Into YA with Hannah Capin

Today I have Hannah Capin on the blog to talk about her new book, out next Tuesday, called Foul Is Fair. I reviewed it a while back, so if you're looking for a recap or to learn more about the book, you can find that here. I also ask questions about her last book Dead Queen's Club and you can find that review here. Beyond that, enjoy my interview with Hannah! 

1) Your book has a very interesting tone. Jade's emotional state at the start of the book really comes out in the tone and the way Jade tells her story. Did that voice come to you from the start or was it something you had to cultivate?
The voice is usually the first thing that comes to me when I’m working on a new project, and FOUL IS FAIR was no exception! The very first bit I wrote wasn’t an outline or a character sketch: it was a scene, written in full, and it started with the line “Sweet sixteen is when the claws come out.” That’s still the first line of the book, and in fact the entire first chapter is almost unchanged from the scene I wrote late one evening in a coffee shop.
2) Both of your books revolve around murder, but they always have a twist and a deep layer of revenge with them. Would you ever consider writing a more straightforward murder mystery or thriller, or are these elements just things that sneak into the other story ideas you have?
Never say never! I plan to write for the rest of my life, and I won’t limit myself to any genre. But revenge is a theme I love to explore—especially through other themes like sisterhood, power dynamics, and what it means to be a teenage girl.

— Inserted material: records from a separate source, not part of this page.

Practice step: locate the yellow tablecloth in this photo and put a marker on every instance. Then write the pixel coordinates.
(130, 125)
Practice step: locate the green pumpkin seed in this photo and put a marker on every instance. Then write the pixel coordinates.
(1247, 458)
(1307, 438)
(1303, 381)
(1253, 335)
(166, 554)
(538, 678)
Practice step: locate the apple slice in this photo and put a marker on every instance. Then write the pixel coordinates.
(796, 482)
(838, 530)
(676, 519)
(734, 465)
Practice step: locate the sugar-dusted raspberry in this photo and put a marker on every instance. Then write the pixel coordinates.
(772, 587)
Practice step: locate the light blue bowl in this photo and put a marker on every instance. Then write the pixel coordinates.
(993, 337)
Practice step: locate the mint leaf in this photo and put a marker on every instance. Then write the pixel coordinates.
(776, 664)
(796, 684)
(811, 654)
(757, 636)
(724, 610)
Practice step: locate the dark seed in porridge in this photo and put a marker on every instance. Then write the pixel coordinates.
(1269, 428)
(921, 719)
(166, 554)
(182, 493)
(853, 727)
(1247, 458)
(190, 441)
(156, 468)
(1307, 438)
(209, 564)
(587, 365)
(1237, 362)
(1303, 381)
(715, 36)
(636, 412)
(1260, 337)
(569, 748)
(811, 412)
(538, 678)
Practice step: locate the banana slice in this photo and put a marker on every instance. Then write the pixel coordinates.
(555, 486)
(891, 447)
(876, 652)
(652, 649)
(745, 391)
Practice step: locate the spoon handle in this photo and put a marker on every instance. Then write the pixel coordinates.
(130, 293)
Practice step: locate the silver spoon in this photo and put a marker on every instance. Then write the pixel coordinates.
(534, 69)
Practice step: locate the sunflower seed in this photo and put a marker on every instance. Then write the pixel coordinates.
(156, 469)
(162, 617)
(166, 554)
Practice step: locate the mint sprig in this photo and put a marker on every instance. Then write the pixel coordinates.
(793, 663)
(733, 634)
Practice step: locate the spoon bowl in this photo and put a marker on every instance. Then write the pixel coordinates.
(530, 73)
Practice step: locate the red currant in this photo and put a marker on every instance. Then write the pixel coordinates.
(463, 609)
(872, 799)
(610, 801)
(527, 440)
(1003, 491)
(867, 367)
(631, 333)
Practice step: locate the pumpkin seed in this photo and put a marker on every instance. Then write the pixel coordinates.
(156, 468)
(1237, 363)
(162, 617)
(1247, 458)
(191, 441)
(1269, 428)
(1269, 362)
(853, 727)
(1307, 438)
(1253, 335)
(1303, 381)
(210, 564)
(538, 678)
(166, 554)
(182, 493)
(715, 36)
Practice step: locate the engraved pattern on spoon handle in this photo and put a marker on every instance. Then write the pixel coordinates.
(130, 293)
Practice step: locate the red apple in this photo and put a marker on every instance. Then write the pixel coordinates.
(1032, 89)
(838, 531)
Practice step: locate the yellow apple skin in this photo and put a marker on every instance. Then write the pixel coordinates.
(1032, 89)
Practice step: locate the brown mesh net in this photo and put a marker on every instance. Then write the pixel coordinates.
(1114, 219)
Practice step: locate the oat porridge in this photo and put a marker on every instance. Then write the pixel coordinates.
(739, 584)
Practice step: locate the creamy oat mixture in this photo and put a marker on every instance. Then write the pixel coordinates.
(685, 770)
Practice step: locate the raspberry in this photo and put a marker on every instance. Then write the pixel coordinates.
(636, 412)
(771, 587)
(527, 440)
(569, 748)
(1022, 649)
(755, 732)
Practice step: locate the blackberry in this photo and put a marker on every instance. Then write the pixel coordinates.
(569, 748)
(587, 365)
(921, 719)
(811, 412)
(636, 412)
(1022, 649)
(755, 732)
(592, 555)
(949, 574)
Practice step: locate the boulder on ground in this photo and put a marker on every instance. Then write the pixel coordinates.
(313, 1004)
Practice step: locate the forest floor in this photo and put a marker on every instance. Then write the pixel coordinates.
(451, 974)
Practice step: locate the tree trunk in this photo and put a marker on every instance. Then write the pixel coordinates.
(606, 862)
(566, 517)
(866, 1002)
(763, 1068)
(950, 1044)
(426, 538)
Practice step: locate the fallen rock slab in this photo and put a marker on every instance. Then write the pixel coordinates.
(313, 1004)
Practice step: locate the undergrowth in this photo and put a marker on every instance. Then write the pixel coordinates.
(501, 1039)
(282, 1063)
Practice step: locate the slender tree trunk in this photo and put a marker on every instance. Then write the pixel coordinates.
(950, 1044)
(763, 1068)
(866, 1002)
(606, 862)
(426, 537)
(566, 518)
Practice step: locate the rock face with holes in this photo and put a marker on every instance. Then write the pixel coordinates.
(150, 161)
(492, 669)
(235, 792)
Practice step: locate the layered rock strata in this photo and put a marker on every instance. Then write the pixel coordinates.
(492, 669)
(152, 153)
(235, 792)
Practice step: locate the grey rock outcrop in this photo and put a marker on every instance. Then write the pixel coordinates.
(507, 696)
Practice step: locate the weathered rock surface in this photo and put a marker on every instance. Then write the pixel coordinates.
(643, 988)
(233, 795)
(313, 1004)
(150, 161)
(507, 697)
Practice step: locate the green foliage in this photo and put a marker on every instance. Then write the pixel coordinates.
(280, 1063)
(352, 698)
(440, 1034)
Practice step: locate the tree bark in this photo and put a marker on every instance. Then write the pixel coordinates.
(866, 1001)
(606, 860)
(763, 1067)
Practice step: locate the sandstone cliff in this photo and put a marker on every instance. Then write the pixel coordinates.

3) I did want to ask you a question about Dead Queen's Club because I'm still obsessed with the idea of a modernized, high school King Henry VIII historical retelling. Where did that idea stem from? Were you a major European history fan or just intrigued by the story? Was it difficult to balance using pieces from the source material and taking your own liberties since your story is so distant from the history? Was it easier or more difficult to head into Foul Is Fair with a completely original story? 
I’ve been obsessed with the six wives, and especially Katheryn Howard, since I read a novel about Elizabeth I when I was in middle school. As an adult, having read a lot more about the Tudor era—from highly fictionalized books to dense biographies—my love for Katheryn Howard continued, and I found myself wanting to change the narrative about her. The rest of the wives have been more or less rehabilitated in the eyes of both academia and pop culture, but Katheryn Howard still gets written off as having “had it coming”—there’s a well-respected biographer who refers to her as “empty-headed” and a “wanton floozy.” She was a teenage girl flung into a situation in which she was doomed from the start, and every contemporary source suggests she took her role as queen very seriously and was also just a delightful, generous, earnest person. I set out writing THE DEAD QUEENS CLUB to challenge the narrative on Katheryn Howard and to deconstruct the cultural norms that allow us to keep slut-shaming and victim-blaming a teenage girl who was murdered 500 years ago.
In terms of balancing history and taking liberties, it was sometimes challenging since I didn’t want to leave anything out—but it was fun figuring out how to translate one world into another, and how to sneak nods to historical detail into the book without disrupting the narrative for readers who weren’t as familiar with the era. (For example, I fit all six queens’ mottos, as well as Henry VIII’s motto, into the text!)
Every book is different, and FOUL IS FAIR was definitely more straightforward from a plotting perspective. It’s also a much shorter book: it’s just under 80,000 words, while THE DEAD QUEENS CLUB is nearly 100,000—quite long for a YA contemporary.